Updated November 19, 2020:

Understanding how to create a subsidiary under my corporation first requires understanding what a subsidiary is. A subsidiary is a business that is owned wholly or majority owned by another corporation. The subsidiary, most often, operates in a complementary service to the parent company. Saturn is an example of a subsidiary under General Motors Corporation.

To answer the question of how to create a subsidiary under my corporation, understanding the restrictions put forth by the IRS should be first priority. The parent company, or S corporation, must own 50.1 percent or more of the stock, membership interests, or other equity of the subsidiary. An S corporation is another term for a regular corporation that is formed when the articles of incorporation are filed with the secretary of state. S corporations pay taxes on the income as it is distributed, not on a corporate level. When dealing with existing corporations, or S-corporations, certain restrictions are in place by the IRS. Some of the restrictions include that:

  • there can be no more than 100 shareholders
  • the owners must be U.S. citizens or permanent residents
  • the S-corporation can own no more than 80 percent of the stock of another corporation
  • that S-corporations cannot wholly own a subsidiary, but a majority ownership is allowed

Steps Required to Create a Subsidiary Under an Existing Corporation

The creation of a subsidiary under an S Corporation requires that specific steps be followed to confirm they fall under the stipulations of the Internal Revenue Code.
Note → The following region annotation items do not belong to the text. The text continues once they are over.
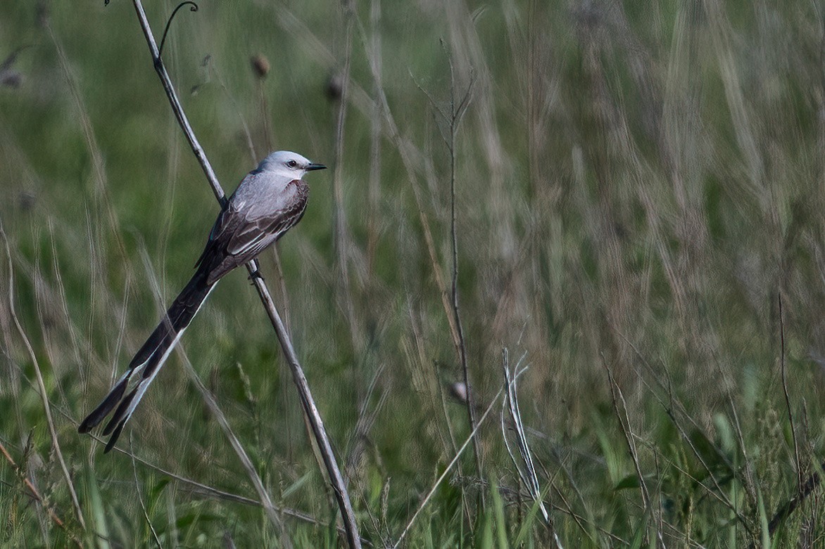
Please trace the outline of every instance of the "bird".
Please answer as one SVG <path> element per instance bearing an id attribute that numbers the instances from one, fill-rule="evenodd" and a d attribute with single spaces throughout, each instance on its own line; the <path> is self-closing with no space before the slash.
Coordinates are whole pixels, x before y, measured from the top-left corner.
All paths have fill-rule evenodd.
<path id="1" fill-rule="evenodd" d="M 114 413 L 103 436 L 104 453 L 115 447 L 146 389 L 218 281 L 253 260 L 300 221 L 309 187 L 301 178 L 327 167 L 290 151 L 270 153 L 241 181 L 221 208 L 195 264 L 195 274 L 175 298 L 158 327 L 138 350 L 106 398 L 78 427 L 88 433 Z"/>

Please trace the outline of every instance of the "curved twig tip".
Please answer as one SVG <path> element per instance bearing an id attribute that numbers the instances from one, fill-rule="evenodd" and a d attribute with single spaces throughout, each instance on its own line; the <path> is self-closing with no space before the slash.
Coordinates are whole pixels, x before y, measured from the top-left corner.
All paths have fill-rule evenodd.
<path id="1" fill-rule="evenodd" d="M 106 0 L 107 3 L 108 2 L 109 0 Z M 166 43 L 166 35 L 169 33 L 169 26 L 172 25 L 172 20 L 175 18 L 175 16 L 177 14 L 177 11 L 187 4 L 191 6 L 191 7 L 189 8 L 190 12 L 198 11 L 198 5 L 194 2 L 191 2 L 191 0 L 186 0 L 186 2 L 182 2 L 175 7 L 174 10 L 172 10 L 172 15 L 169 16 L 169 19 L 167 20 L 166 21 L 166 28 L 163 29 L 163 37 L 160 39 L 160 47 L 158 48 L 158 59 L 161 58 L 161 55 L 163 54 L 163 45 Z"/>

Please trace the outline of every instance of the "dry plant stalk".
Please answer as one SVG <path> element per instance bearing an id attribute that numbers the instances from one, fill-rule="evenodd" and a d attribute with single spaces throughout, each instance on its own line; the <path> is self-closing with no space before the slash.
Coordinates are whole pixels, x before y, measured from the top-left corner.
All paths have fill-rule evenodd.
<path id="1" fill-rule="evenodd" d="M 133 0 L 133 3 L 134 5 L 134 10 L 137 13 L 138 20 L 140 22 L 144 35 L 146 38 L 147 45 L 148 45 L 149 53 L 152 55 L 152 63 L 155 68 L 155 71 L 158 73 L 161 83 L 163 86 L 163 90 L 166 92 L 167 97 L 172 106 L 175 117 L 177 119 L 177 122 L 180 124 L 181 129 L 183 130 L 186 137 L 186 140 L 191 147 L 192 152 L 195 154 L 198 162 L 200 164 L 200 167 L 203 169 L 204 173 L 206 176 L 206 179 L 209 181 L 210 185 L 212 187 L 212 191 L 214 193 L 214 195 L 220 203 L 221 206 L 223 206 L 226 203 L 226 195 L 224 193 L 224 190 L 220 186 L 220 183 L 218 182 L 218 177 L 215 176 L 214 171 L 212 169 L 212 166 L 210 164 L 209 160 L 207 160 L 206 155 L 204 152 L 203 148 L 200 147 L 200 143 L 195 136 L 195 132 L 192 130 L 186 114 L 183 112 L 183 107 L 181 106 L 181 102 L 177 98 L 177 94 L 172 86 L 172 79 L 169 77 L 166 67 L 163 65 L 163 61 L 160 57 L 160 52 L 155 42 L 154 35 L 152 33 L 152 29 L 149 26 L 148 20 L 146 18 L 146 12 L 144 10 L 143 4 L 140 0 Z M 192 11 L 196 11 L 197 9 L 197 7 L 194 2 L 187 3 L 192 5 Z M 335 497 L 338 503 L 338 507 L 341 509 L 341 516 L 346 533 L 347 543 L 351 547 L 361 547 L 361 537 L 358 535 L 358 526 L 356 523 L 355 513 L 353 512 L 352 505 L 350 503 L 349 493 L 346 490 L 346 486 L 344 483 L 343 477 L 341 475 L 341 471 L 338 468 L 337 462 L 335 459 L 335 454 L 332 453 L 332 448 L 329 443 L 329 439 L 327 437 L 327 432 L 323 427 L 323 421 L 321 418 L 321 415 L 318 411 L 318 407 L 315 406 L 312 392 L 309 391 L 309 386 L 307 383 L 305 376 L 304 375 L 304 370 L 301 368 L 300 364 L 298 362 L 298 356 L 292 345 L 292 341 L 286 331 L 286 328 L 284 326 L 284 322 L 280 318 L 280 315 L 276 308 L 275 303 L 272 301 L 272 297 L 269 293 L 269 289 L 267 289 L 266 283 L 264 283 L 263 278 L 258 274 L 257 262 L 255 260 L 250 261 L 247 264 L 247 269 L 251 275 L 252 284 L 261 298 L 261 302 L 263 303 L 264 308 L 266 310 L 266 314 L 269 316 L 270 321 L 272 323 L 272 327 L 275 328 L 276 334 L 278 336 L 278 340 L 280 342 L 280 346 L 284 351 L 284 355 L 286 358 L 287 363 L 290 364 L 290 369 L 292 372 L 293 380 L 295 381 L 295 386 L 298 389 L 306 419 L 312 426 L 313 434 L 315 435 L 316 442 L 318 443 L 318 448 L 323 458 L 323 462 L 326 466 L 327 473 L 329 476 L 329 480 L 332 485 Z"/>

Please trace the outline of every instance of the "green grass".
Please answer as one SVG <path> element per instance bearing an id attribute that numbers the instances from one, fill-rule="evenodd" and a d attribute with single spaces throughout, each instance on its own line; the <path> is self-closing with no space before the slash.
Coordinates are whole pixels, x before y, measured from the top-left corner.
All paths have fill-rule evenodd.
<path id="1" fill-rule="evenodd" d="M 228 192 L 270 148 L 332 165 L 340 147 L 342 199 L 333 170 L 311 174 L 307 214 L 278 245 L 283 280 L 271 251 L 262 261 L 361 536 L 394 543 L 470 432 L 441 296 L 451 63 L 456 96 L 472 90 L 455 149 L 460 314 L 476 416 L 493 409 L 483 471 L 468 445 L 403 545 L 820 546 L 818 486 L 774 518 L 821 473 L 822 7 L 388 0 L 376 19 L 377 2 L 356 3 L 349 41 L 337 2 L 203 2 L 164 52 Z M 0 60 L 23 48 L 5 73 L 19 86 L 0 84 L 0 443 L 16 464 L 0 458 L 2 545 L 342 543 L 240 270 L 149 390 L 125 453 L 77 434 L 188 279 L 218 207 L 130 2 L 48 7 L 44 25 L 33 2 L 0 5 Z M 173 7 L 147 2 L 158 38 Z M 347 56 L 337 143 L 328 83 Z M 549 523 L 493 401 L 503 348 L 529 366 L 518 399 Z M 285 532 L 183 353 L 276 505 L 306 515 L 285 514 Z"/>

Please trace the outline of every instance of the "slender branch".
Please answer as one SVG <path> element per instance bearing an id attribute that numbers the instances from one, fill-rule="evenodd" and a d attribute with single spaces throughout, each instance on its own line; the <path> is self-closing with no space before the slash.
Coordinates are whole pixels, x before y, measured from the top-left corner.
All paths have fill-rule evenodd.
<path id="1" fill-rule="evenodd" d="M 214 171 L 212 169 L 212 166 L 206 158 L 206 154 L 204 152 L 203 148 L 200 147 L 200 143 L 198 143 L 197 138 L 195 136 L 195 132 L 189 124 L 189 120 L 186 119 L 186 116 L 183 112 L 183 107 L 181 106 L 181 102 L 177 98 L 177 94 L 172 86 L 172 79 L 169 77 L 166 67 L 163 65 L 163 61 L 160 58 L 158 47 L 155 44 L 154 35 L 152 34 L 152 29 L 149 26 L 148 20 L 146 18 L 146 12 L 144 11 L 143 4 L 140 0 L 133 0 L 133 3 L 134 4 L 134 9 L 137 12 L 138 19 L 140 21 L 140 26 L 143 29 L 144 35 L 146 37 L 146 42 L 148 45 L 149 52 L 152 54 L 153 64 L 158 73 L 158 76 L 160 77 L 161 83 L 163 86 L 163 90 L 166 92 L 166 95 L 169 99 L 169 103 L 172 105 L 175 118 L 177 119 L 178 123 L 181 124 L 181 129 L 186 134 L 186 139 L 189 141 L 189 144 L 192 148 L 192 152 L 195 154 L 196 158 L 197 158 L 198 162 L 200 164 L 200 167 L 203 169 L 204 174 L 206 176 L 206 179 L 209 181 L 210 185 L 212 187 L 212 191 L 214 193 L 214 195 L 218 199 L 221 206 L 224 206 L 226 204 L 226 195 L 224 193 L 224 190 L 220 186 L 220 183 L 218 182 L 218 178 L 214 174 Z M 290 364 L 290 369 L 292 371 L 292 377 L 298 389 L 299 396 L 301 400 L 301 405 L 304 406 L 307 420 L 312 426 L 313 434 L 315 435 L 315 440 L 318 443 L 318 446 L 320 448 L 323 458 L 323 462 L 327 468 L 327 473 L 329 476 L 330 482 L 332 484 L 332 488 L 335 491 L 335 497 L 337 500 L 338 507 L 341 509 L 342 519 L 344 523 L 344 528 L 346 532 L 346 541 L 350 547 L 361 547 L 361 537 L 358 535 L 358 526 L 356 523 L 355 513 L 353 512 L 352 505 L 350 503 L 349 493 L 346 491 L 346 485 L 344 483 L 343 477 L 341 475 L 341 471 L 338 469 L 338 464 L 336 462 L 335 454 L 332 453 L 332 448 L 329 443 L 329 439 L 327 437 L 327 432 L 323 426 L 323 421 L 321 419 L 321 415 L 318 411 L 318 407 L 315 406 L 312 392 L 309 391 L 309 386 L 304 375 L 304 370 L 301 368 L 300 364 L 298 362 L 298 356 L 292 346 L 292 341 L 287 334 L 286 329 L 284 326 L 284 322 L 280 319 L 280 315 L 276 308 L 275 303 L 272 301 L 272 297 L 270 295 L 269 289 L 266 288 L 266 284 L 264 283 L 263 278 L 257 273 L 257 262 L 255 260 L 250 261 L 247 264 L 247 269 L 249 271 L 249 274 L 252 275 L 252 279 L 253 285 L 256 289 L 257 289 L 261 301 L 264 305 L 264 308 L 266 310 L 267 316 L 272 322 L 272 327 L 275 328 L 276 335 L 278 336 L 278 340 L 280 342 L 280 347 L 284 351 L 284 355 L 286 357 L 286 360 Z"/>
<path id="2" fill-rule="evenodd" d="M 493 410 L 493 406 L 495 406 L 496 402 L 498 401 L 498 397 L 501 396 L 502 392 L 504 392 L 503 387 L 498 390 L 498 392 L 496 393 L 496 396 L 493 396 L 492 401 L 490 401 L 490 406 L 487 406 L 487 410 L 484 411 L 484 413 L 482 415 L 481 419 L 478 420 L 478 425 L 476 425 L 475 429 L 473 429 L 473 432 L 469 434 L 469 437 L 467 437 L 467 440 L 465 440 L 464 443 L 461 444 L 461 448 L 460 448 L 459 451 L 455 453 L 455 457 L 453 458 L 452 461 L 450 461 L 450 463 L 447 464 L 447 467 L 444 469 L 444 472 L 441 473 L 441 475 L 438 477 L 438 480 L 436 481 L 436 483 L 432 485 L 432 488 L 431 488 L 430 491 L 427 492 L 427 495 L 424 496 L 424 499 L 422 500 L 421 504 L 418 506 L 418 509 L 416 509 L 415 514 L 412 514 L 412 518 L 410 518 L 408 523 L 407 523 L 407 526 L 404 527 L 404 529 L 401 533 L 401 535 L 398 536 L 398 539 L 397 539 L 395 541 L 395 543 L 393 544 L 394 549 L 401 545 L 401 542 L 407 535 L 407 533 L 409 532 L 409 529 L 412 527 L 412 523 L 415 523 L 415 519 L 418 518 L 419 514 L 421 514 L 421 512 L 424 509 L 424 508 L 427 506 L 427 504 L 430 501 L 430 498 L 431 498 L 432 495 L 436 493 L 436 490 L 438 489 L 438 486 L 446 477 L 450 469 L 452 469 L 453 466 L 455 465 L 455 462 L 459 461 L 459 458 L 461 457 L 461 453 L 467 448 L 468 444 L 469 444 L 469 441 L 475 438 L 476 434 L 478 432 L 478 428 L 481 427 L 481 424 L 484 423 L 484 420 L 487 419 L 487 416 L 489 415 L 490 411 Z"/>

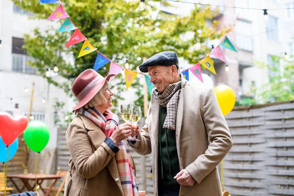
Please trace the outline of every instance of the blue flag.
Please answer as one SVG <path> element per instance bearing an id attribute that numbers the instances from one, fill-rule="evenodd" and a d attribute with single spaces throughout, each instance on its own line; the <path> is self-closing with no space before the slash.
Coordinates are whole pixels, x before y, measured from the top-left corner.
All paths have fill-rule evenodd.
<path id="1" fill-rule="evenodd" d="M 62 24 L 60 28 L 57 31 L 57 32 L 60 32 L 69 31 L 75 29 L 76 27 L 74 26 L 72 21 L 70 20 L 69 18 L 64 21 L 64 23 Z"/>
<path id="2" fill-rule="evenodd" d="M 94 65 L 94 70 L 96 71 L 98 69 L 101 68 L 103 65 L 110 61 L 110 60 L 104 56 L 102 53 L 100 52 L 100 51 L 98 52 L 97 57 L 96 57 L 96 60 L 95 61 L 95 64 Z"/>
<path id="3" fill-rule="evenodd" d="M 145 76 L 145 80 L 146 81 L 146 84 L 147 84 L 147 87 L 148 87 L 148 92 L 150 95 L 152 93 L 152 89 L 154 87 L 154 85 L 150 82 L 151 77 L 148 75 L 144 75 Z"/>
<path id="4" fill-rule="evenodd" d="M 183 76 L 184 77 L 184 78 L 187 80 L 189 81 L 189 69 L 185 70 L 181 72 L 181 73 L 183 74 Z"/>
<path id="5" fill-rule="evenodd" d="M 40 0 L 39 2 L 43 3 L 58 3 L 58 0 Z"/>

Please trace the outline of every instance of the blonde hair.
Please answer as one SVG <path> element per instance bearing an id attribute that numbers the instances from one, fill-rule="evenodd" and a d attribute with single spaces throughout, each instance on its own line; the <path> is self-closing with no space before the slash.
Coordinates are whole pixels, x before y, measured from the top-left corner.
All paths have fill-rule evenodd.
<path id="1" fill-rule="evenodd" d="M 107 102 L 107 99 L 105 98 L 104 96 L 103 95 L 103 91 L 105 89 L 106 86 L 108 84 L 108 82 L 105 81 L 103 87 L 100 89 L 98 93 L 94 98 L 92 98 L 88 103 L 86 103 L 84 105 L 84 108 L 88 109 L 90 107 L 93 107 L 97 105 L 103 105 L 103 104 Z"/>

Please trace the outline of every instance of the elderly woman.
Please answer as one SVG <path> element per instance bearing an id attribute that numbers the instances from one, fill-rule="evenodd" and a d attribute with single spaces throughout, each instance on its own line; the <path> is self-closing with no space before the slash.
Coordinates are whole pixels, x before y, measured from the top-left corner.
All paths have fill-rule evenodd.
<path id="1" fill-rule="evenodd" d="M 124 123 L 111 112 L 108 80 L 92 69 L 82 73 L 72 90 L 79 101 L 77 115 L 66 132 L 72 158 L 65 196 L 138 196 L 135 164 L 124 139 L 138 126 Z"/>

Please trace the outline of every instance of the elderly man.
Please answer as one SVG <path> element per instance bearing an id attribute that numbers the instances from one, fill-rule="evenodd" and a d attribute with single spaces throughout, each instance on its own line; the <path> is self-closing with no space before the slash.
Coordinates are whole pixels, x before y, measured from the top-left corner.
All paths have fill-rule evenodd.
<path id="1" fill-rule="evenodd" d="M 155 196 L 221 195 L 217 169 L 232 146 L 213 89 L 179 74 L 175 52 L 164 51 L 139 66 L 155 87 L 137 153 L 152 152 Z"/>

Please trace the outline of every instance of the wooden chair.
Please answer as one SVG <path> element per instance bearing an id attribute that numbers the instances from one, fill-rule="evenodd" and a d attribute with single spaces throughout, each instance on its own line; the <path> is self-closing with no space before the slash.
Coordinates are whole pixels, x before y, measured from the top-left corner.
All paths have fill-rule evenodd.
<path id="1" fill-rule="evenodd" d="M 65 176 L 66 176 L 67 172 L 67 170 L 58 170 L 56 172 L 56 175 L 63 177 L 63 180 L 62 180 L 62 182 L 61 182 L 61 184 L 60 184 L 60 186 L 59 187 L 53 187 L 51 189 L 50 193 L 51 193 L 53 196 L 58 196 L 59 195 L 60 193 L 64 193 L 64 188 L 63 188 L 63 187 L 64 186 L 64 184 L 65 184 Z M 55 183 L 56 180 L 56 179 L 54 179 L 52 181 L 52 182 L 51 183 L 51 184 L 49 187 L 44 187 L 43 188 L 43 189 L 45 190 L 49 190 L 51 185 L 53 183 Z M 55 192 L 56 191 L 57 192 L 55 194 Z"/>
<path id="2" fill-rule="evenodd" d="M 7 185 L 7 184 L 6 184 Z M 5 190 L 5 177 L 4 172 L 0 172 L 0 194 L 4 194 Z M 10 195 L 11 191 L 13 190 L 12 187 L 7 187 L 6 186 L 6 195 Z"/>

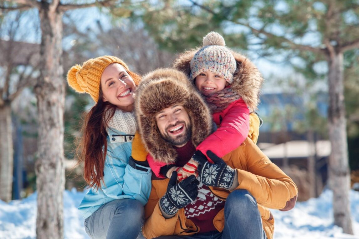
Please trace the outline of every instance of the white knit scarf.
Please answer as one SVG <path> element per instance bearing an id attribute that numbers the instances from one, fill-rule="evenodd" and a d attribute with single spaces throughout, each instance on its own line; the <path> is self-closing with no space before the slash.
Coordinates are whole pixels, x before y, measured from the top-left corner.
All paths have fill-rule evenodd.
<path id="1" fill-rule="evenodd" d="M 116 109 L 113 116 L 108 121 L 108 127 L 128 134 L 135 134 L 137 130 L 135 113 Z"/>

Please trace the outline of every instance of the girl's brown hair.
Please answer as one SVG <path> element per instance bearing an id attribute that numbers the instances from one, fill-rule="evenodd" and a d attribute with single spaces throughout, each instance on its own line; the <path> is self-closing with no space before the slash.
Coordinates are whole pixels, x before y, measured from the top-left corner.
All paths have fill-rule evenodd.
<path id="1" fill-rule="evenodd" d="M 141 77 L 129 71 L 127 73 L 136 86 L 138 86 Z M 103 96 L 100 85 L 98 100 L 85 116 L 81 130 L 83 136 L 77 150 L 79 163 L 84 162 L 84 178 L 89 187 L 95 186 L 96 189 L 101 188 L 101 181 L 103 182 L 103 168 L 107 148 L 106 128 L 117 108 L 108 102 L 103 102 Z"/>

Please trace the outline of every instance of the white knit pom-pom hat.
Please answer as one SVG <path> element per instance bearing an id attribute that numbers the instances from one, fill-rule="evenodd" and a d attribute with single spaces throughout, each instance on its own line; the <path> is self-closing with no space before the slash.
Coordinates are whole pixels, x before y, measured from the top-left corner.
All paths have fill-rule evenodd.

  1. The board of directors must meet to authorize and vote to form a new subsidiary. If the board votes and it passes by a majority, a resolution should be drafted and signed by the chairman of the board to document the ruling. All actions within this meeting should be recorded in the meeting minutes and archived for future reference.
  2. The type of entity must be selected, such as an LLC or a corporation. These options allow for the existing company to maintain and hold all interest in the subsidiary while also allowing independent legal status to be established in relation to liability. In this case, the liability of each company is separate. The entity type decision has important tax implications and should be thought out before selected.
  3. Draft the documents required by state law that explains the company formation. Each state will have specific requirements for the type of business. For example, articles of incorporation for a corporation, or articles of organization for an LLC. State requirements vary but typically include the new company name, business address, and the name and address of the registered agent who can receive and accept mail on behalf of the company. The articles must include if the existing company is a sole shareholder or owner of the new company. A provision stating that amending the articles is prohibited should be listed.
  4. File all required documents and pay the specified fee with the state business registrar. The secretary of state's office in most states accepts new business filings. The secretary of state's websites are the most efficient way to obtain instructions and approved templates for both articles of incorporation and organization. When the filing has been accepted by the state, the company is deemed to exist.
  5. Add capital to the new entity and transfer any necessary assets so it can begin operations. The capital and assets are made in exchange for the company's ownership interest in the new subsidiary. All transactions should be recorded in the subsidiary's accounting software as a credit to the parent company.
  6. The subsidiary's bylaws must be established. Draft the bylaws which must include how the parent company will proceed in nominating, accepting, or changing members of the board of directors. The bylaws must also include the stipulation that any changes to the bylaws are prohibited unless permission has been granted by the parent company who is the sole owner.
  7. A board of directors must be appointed and installed. The board is tasked to manage the subsidiary as an independent entity from the parent company.

Once the board of directors is put into place and they begin to manage the subsidiary, the company is considered a fully functioning entity.